Imagine, instead, if their conclusion had been that the jury needed to be seated with more intelligent, open-minded, better-educated jurists. That’s much harder to do.
They were proud of their success as they presented their results to the chief judge. He was just as excited as they were and for the same two reasons. The judge immediately issued a decree to all the courthouses in his jurisdiction. Effective immediately, ‘all jury rooms that have round and oval tables are to have the tables removed. Replace them with rectangular tables.’
Read those last two sentences again. That wasn’t a typo. In direct contradiction to their recommendation, the judge removed all round and oval tables and put in rectangular tables. Why? Because the judge’s objective in improving the jury deliberation service process wasn’t to make it more robust, fair, or even accurate. It was to make it faster. He wanted to reduce the backlog of cases clogging up his court docket.
The students were mortified. They thought they were single-handedly fixing the sometimes-brutal consequences of an imperfect judicial system. Instead, they were unwittingly responsible for making it, in their eyes, a little bit less perfect. They may have finished with an A on their report card, but they felt completely defeated.
I came across this story whilst reading Paul Smith’s fantastic book, “Lead with a Story,” some years ago, and it really stuck with me. So much so that when I was asked to write a piece on Alignment which is our focus this quarter at Interaworks, this story immediately came to mind.
Alignment is a hot topic. Experts agree that it can increase employee engagement and maximise company profits. In fact, research shows highly aligned companies grow revenue 58% faster, are 72% more profitable, and outperform unaligned peers in employee engagement, customer satisfaction, and employee attrition.
Building and maintaining team alignment has never been easy, and now the reality of remote working and increasingly hybrid working are throwing new challenges into the mix.
Many companies and managers are still adjusting to their new way of working and their teams have fallen out of alignment during the shift. Remote work strips out a lot of the unplanned communication, like the water cooler chat and other interactions, that foster alignment. Some remote managers are feeling they have lost their visibility into work and are unsure if their employees are focussed on the right things – those things that matter most.
So, let me ask you, if you see a picture or photograph on the wall that is hanging crooked, do you feel the need to straighten it? I’m sure it nags you until you finally set it right. Most of us possess an innate desire for things to line up. Team alignment is really no different.
We all want our teams to be cohesive, coordinated, and collaborative. Every member of the company, from the top down, craves this alignment. Only when you achieve it can your business be at its best.

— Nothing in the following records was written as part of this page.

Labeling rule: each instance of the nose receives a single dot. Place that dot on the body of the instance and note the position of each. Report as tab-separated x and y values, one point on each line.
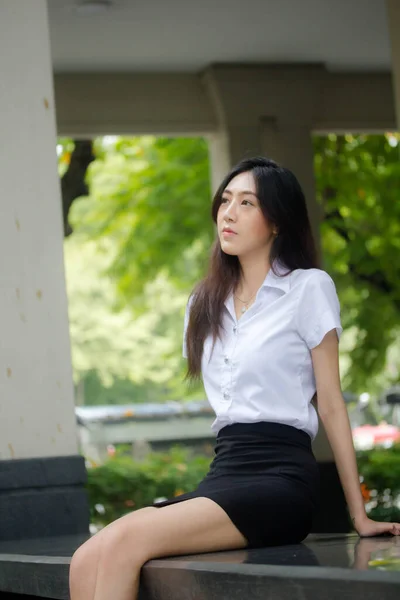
230	212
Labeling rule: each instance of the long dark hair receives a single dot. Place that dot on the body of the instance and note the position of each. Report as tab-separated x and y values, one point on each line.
283	204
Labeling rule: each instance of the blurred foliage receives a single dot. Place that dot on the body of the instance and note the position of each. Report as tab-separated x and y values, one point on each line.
358	187
148	213
380	472
121	485
119	357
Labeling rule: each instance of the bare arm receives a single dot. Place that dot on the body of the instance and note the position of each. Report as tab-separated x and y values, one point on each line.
333	413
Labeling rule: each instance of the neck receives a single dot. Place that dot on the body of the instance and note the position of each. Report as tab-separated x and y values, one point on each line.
253	274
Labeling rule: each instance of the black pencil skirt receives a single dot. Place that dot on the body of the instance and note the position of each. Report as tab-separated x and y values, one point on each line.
265	477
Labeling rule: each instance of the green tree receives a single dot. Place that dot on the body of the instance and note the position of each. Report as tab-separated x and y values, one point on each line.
358	183
119	358
151	197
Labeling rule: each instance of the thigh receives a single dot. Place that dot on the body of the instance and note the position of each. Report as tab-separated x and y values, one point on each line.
187	527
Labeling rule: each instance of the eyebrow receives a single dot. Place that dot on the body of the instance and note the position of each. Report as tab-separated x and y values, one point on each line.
241	193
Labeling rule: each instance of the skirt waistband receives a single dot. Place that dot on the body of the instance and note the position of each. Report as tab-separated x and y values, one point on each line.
267	429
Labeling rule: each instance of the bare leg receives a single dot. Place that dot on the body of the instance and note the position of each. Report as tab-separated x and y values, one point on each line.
108	565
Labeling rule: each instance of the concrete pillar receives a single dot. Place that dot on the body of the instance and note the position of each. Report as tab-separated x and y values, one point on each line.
269	111
41	474
393	20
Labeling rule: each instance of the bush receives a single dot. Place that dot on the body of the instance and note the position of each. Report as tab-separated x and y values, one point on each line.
380	472
121	485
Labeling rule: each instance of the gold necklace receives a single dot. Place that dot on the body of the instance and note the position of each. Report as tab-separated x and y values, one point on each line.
245	302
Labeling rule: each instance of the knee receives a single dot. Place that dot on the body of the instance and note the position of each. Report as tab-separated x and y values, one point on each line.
83	559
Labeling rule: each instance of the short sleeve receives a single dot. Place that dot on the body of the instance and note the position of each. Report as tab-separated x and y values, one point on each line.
319	309
185	325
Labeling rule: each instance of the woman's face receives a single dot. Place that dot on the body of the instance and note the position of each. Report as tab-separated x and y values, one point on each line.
240	211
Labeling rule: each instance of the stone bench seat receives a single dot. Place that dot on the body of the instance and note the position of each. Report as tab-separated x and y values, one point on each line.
324	566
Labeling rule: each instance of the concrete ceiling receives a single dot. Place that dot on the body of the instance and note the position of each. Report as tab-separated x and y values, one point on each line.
188	35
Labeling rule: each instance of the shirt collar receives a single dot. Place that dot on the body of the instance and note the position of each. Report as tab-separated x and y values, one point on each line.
278	281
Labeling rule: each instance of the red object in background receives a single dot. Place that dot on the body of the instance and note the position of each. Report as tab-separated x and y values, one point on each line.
376	435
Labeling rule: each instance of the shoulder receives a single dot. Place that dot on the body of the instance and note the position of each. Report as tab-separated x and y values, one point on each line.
311	279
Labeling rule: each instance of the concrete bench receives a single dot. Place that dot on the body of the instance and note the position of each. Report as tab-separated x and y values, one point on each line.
325	566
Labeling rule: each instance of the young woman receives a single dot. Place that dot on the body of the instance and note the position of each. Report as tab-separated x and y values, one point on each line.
262	331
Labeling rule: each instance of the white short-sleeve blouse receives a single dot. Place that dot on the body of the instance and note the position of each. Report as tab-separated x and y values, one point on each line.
261	368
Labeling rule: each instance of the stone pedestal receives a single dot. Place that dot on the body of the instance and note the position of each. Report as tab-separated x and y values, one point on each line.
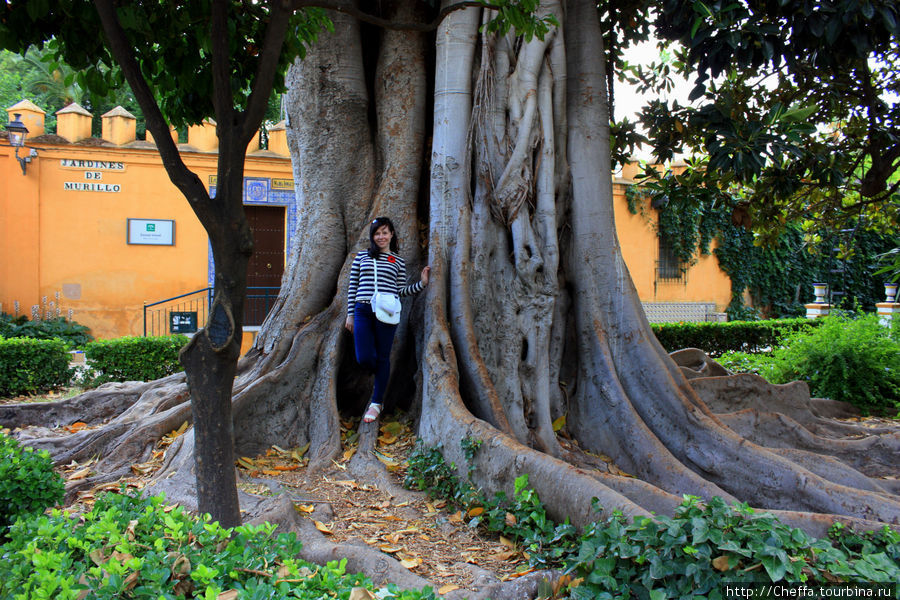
887	312
816	310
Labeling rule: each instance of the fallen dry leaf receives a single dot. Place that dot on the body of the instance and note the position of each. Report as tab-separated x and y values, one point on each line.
81	474
361	594
323	528
721	563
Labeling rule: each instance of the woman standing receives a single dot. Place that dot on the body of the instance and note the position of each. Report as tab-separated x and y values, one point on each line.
372	338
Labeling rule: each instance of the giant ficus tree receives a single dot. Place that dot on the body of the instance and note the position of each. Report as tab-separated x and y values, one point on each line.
531	314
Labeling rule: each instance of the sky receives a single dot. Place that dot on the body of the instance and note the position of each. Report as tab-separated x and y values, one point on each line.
628	101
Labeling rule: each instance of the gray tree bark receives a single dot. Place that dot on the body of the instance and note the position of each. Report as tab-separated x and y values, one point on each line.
531	313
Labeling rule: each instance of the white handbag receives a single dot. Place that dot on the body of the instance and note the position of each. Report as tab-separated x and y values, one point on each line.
385	306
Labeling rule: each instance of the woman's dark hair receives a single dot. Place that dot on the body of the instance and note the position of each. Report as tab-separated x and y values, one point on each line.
376	224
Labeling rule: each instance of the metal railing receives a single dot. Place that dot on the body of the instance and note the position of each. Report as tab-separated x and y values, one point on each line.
188	312
158	321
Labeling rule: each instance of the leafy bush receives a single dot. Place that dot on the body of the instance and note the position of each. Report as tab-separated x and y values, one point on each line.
522	518
28	483
28	366
693	554
704	546
849	358
73	334
135	358
746	362
738	336
133	547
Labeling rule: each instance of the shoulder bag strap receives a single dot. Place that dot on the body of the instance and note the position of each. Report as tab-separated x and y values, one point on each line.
375	266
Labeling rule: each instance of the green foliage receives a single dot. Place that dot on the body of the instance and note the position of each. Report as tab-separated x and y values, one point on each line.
28	483
522	518
428	471
748	362
161	35
819	142
692	554
133	547
717	338
849	358
28	365
778	269
704	546
134	358
73	334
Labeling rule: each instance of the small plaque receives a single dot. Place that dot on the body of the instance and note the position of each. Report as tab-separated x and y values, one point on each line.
182	322
151	232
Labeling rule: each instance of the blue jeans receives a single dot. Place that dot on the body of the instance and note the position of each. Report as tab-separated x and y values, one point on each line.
373	340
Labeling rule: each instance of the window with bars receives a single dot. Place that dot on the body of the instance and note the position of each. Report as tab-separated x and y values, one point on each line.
668	266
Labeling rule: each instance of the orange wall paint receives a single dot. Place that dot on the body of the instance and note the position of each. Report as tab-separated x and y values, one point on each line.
704	281
75	241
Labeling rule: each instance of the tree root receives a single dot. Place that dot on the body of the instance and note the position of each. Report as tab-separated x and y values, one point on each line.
875	456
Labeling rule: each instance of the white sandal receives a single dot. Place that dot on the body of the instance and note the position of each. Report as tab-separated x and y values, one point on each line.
372	413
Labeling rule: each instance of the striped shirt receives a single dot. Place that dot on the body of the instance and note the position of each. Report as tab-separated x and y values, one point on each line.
391	273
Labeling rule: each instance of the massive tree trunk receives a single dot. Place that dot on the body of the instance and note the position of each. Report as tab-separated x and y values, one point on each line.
531	313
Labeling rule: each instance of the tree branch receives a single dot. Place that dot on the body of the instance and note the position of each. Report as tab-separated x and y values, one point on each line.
349	9
221	58
276	30
182	177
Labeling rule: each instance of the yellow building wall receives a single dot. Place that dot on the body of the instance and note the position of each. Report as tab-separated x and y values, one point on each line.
703	282
60	234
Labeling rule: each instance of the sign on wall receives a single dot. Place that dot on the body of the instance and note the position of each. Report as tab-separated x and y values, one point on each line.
183	322
93	174
151	232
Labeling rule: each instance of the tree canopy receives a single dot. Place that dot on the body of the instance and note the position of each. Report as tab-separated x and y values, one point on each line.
795	110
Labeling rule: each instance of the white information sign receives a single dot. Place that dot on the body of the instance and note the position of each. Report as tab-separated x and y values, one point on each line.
152	232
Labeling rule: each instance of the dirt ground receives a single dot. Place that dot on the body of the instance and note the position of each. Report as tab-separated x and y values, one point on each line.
428	537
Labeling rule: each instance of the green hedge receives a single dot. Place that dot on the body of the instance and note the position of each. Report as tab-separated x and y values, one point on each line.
127	546
28	365
134	358
738	336
73	334
28	483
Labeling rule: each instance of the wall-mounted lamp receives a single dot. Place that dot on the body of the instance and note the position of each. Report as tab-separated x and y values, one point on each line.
17	134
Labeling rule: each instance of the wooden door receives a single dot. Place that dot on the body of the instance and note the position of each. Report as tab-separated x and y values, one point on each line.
267	263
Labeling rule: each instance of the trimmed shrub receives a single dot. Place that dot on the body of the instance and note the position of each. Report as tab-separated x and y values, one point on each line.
706	546
28	483
138	548
849	358
134	358
28	366
73	334
718	338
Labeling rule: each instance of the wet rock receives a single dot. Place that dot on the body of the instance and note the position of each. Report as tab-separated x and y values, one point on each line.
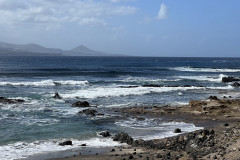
123	137
57	96
105	134
226	124
10	101
128	86
177	130
89	112
230	79
214	98
130	157
81	104
151	85
65	143
140	118
236	84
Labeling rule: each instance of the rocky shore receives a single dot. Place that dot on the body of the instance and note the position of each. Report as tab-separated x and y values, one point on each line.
220	138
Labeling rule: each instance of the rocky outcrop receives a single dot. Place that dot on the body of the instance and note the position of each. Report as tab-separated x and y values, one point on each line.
177	130
196	143
229	79
57	96
81	104
214	98
88	112
105	134
10	101
65	143
236	84
123	138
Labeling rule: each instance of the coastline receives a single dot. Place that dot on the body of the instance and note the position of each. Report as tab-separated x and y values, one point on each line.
218	140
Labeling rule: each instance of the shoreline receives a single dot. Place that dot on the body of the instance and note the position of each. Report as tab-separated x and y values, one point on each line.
218	117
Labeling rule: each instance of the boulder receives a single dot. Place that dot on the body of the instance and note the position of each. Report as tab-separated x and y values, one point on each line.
236	84
230	79
65	143
105	134
57	96
81	104
123	137
177	130
151	85
89	112
10	101
213	98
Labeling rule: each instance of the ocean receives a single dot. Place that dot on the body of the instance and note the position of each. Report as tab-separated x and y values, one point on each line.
41	122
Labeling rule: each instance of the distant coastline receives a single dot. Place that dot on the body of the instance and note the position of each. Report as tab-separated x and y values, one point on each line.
7	49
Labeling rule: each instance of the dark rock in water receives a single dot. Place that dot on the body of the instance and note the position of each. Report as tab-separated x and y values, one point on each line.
81	104
229	79
151	85
10	101
226	124
128	86
140	118
57	96
89	112
130	157
65	143
113	150
213	98
236	84
123	137
177	130
105	134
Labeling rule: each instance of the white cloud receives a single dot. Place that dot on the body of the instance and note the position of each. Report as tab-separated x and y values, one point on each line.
56	12
117	1
162	14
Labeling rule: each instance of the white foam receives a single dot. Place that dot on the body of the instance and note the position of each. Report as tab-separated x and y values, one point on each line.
141	80
190	69
23	150
45	83
100	92
204	78
163	129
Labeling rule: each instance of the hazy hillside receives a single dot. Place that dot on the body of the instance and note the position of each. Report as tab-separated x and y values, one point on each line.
7	49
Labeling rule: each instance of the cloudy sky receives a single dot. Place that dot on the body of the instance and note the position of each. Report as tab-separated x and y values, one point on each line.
133	27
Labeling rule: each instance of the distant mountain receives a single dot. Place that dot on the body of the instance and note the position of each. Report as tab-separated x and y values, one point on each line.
7	49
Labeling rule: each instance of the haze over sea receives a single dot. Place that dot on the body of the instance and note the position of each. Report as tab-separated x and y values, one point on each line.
41	122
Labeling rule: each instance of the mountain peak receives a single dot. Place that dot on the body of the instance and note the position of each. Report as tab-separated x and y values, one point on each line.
81	48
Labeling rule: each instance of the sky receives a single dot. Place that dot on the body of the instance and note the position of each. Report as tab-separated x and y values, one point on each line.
181	28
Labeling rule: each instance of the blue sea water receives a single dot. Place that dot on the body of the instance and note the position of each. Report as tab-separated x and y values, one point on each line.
37	125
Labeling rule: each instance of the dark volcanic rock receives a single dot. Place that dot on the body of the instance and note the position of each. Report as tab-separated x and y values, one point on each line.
177	130
81	104
230	79
105	134
57	96
128	86
236	84
65	143
213	98
10	101
151	85
89	112
123	137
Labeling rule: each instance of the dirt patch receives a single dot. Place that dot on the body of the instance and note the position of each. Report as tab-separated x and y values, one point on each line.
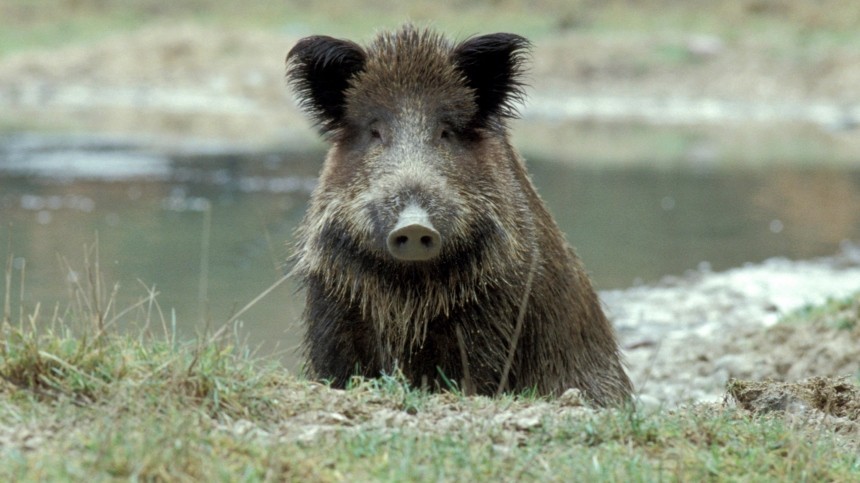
815	404
686	337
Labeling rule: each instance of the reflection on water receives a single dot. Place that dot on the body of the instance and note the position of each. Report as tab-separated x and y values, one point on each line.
628	226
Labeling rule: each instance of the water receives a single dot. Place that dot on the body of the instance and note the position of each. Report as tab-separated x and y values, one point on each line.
153	213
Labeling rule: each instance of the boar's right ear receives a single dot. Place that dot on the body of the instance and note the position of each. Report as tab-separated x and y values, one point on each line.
493	66
319	69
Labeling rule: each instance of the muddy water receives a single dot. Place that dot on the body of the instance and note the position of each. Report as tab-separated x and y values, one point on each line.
206	228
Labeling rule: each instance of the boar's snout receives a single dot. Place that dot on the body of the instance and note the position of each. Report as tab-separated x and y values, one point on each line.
413	237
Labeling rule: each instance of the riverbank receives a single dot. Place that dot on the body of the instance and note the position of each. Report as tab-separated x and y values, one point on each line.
81	400
774	87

Let’s first look at how alignment is defined. Team alignment is when every member of your team understands and supports the shared vision and goals, knows how they are going to help the team achieve them, and understands and is happy with their own role in that journey. It is not just about being aligned to the goal and vision and how to achieve them, it’s more than that. The more often overlooked dimension is aligning people so they truly understand ‘the why’ and are happy with their role in that journey. Then and only then, when both dimensions are in alignment, are you truly aligned and great things happen.
This is why I chose to kick off with the story about the law students. They achieved the goal and thought they were aligned to the vision but unfortunately, they weren’t, and they were left feeling completely deflated. In a business context this would be disengaged employees, and we all know what an impact this has on a team.
The benefits of an aligned team speak for themselves:
Aligned teams perform better. Everyone has the right information they need to make the right decisions, work quickly, and prioritise their work to what matters most. Because team members truly understand why they are doing what they are doing, they will go the extra mile.
Aligned teams are more engaged. Team members understand the importance of their role and the role of their colleagues, and they believe in the team vision. This creates a sense of camaraderie and belonging which makes team members happier and more content.
Aligned teams are more collaborative. It is a lot easier to collaborate when you’re coming at a problem with a shared outcome in mind. People are more willing to collaborate and to support one another because they are all aligned on goals and what it takes to get there.
If the benefits speak for themselves, the question must be how do we ensure we have alignment in our teams?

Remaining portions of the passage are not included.